How might we investigate these objects with the tools of SETI, and why? Benford calls for a multi-year program of observations in radio and optical wavelengths as well as planetary radars, with the main burden of the work falling upon the Lick Observatory and other platforms involved in the Breakthrough Listen project. Here we’re looking for size, shape, rotation periods and spectra. At the same time, he urges SETI observations of this range of objects.

Planetary radar also comes into play, and with an interesting consequence. From the paper:

These objects have not been pinged or imaged by any planetary radar as yet. Recent developments in planetary radars have shown they can detect the presence and trajectories of spacecraft in lunar orbit, even though their size is a few meters. Whether these radars are sensitive or powerful enough to get a return signal from any of the presently known co-orbital objects requires analysis. In any case, they can ‘ping’ the objects, meaning that a signal reaches there but the return signal may be too weak to detect at Earth.

Here the Bracewell idea comes into full view:

If there is an ET probe there, it might sense that it had been noticed by us.

What an interesting campaign Benford has in mind. It includes simultaneous use of planetary radar on the target and SETI observations. Readers at this point may be recalling that Benford is on the record with strenuous objections to METI, the idea of Messaging to Extraterrestrial Civilizations, given the limits on what we know about what is around us in the cosmos, and the need for international agreement on how to proceed, as opposed to sending signals to the stars in random bursts of activity and with wildly varying content.

Yet here we are talking about an activity that, in the unlikely event there is a probe in our own Solar System, could conceivably activate it and cause it to respond. The Bracewell probe is front and center here, recalling Duncan Lunan’s 1974 proposition that a Bracewell probe could be the cause of long-delayed echoes of radio transmissions heard in the 1920s. Benford notes that the phenomena Lunan identified have subsequently been explained as unusual propagation patterns in Earth’s magnetosphere. But it’s interesting to see Benford’s response to the idea of METI in this new context:

This would be ‘Active SETI’, which could solicit a response from a hypothetical probe. This does not incur the objections to sending interstellar messages, messaging to ETI (METI), because any such alien lurkers would already know we are here. Of course, this is at very short range compared to the interstellar ambitions of METI enthusiasts. We presume that Lurkers already know that we have radar, but might not respond to a single radar painting such as we have done to many asteroids. If we want to send a message, as Paul Davies suggested for the LaGrange points in 2010, how would a signal be designed to elicit such a response?

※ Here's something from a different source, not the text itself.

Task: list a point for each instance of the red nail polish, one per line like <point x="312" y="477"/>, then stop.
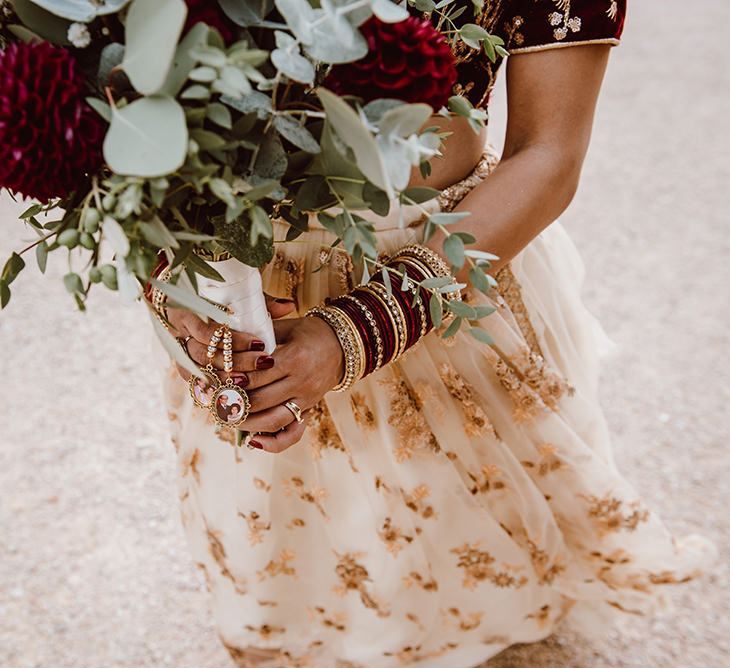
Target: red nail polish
<point x="264" y="362"/>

An interesting question indeed, and as the author points out, actually working on a near-term use of METI at a nearby target could benefit research into message creation and drive the field forward. The problem is an easy one to state: What kind of message would one send to a lurking probe that would ‘awaken’ it to the possibility of communicating with us?

As to falsification and SETI:

In my view SETI has suffered from being seen as somewhat nonscientific. That’s because it doesn’t offer itself as a study with falsifiable propositions, which is the very definition of science, as Popper said.

I advance a falsifiable proposition: “There exist in near-Earth space extraterrestrial probes which are observing Earth and it may be possible for us to find and contact them.

This proposition can be disproved. We can observe them, ping them with radar, transmit messages to them, send robotic probes to them and visit them with human spacecraft missions.

What a lively concept. We blend SETI’s listening to the stars with astronomical imaging and spectroscopy, while simultaneously turning METI into what Benford calls a ‘local experiment.’ And as we do this, our efforts at studying co-orbital objects advance the cause of astronomical science, which is engaged in the great process of mapping the entire Solar System.

The paper is Benford, “Looking for Lurkers: Objects Co-orbital with Earth as SETI Observables,” submitted to the Astrophysical Journal (preprint).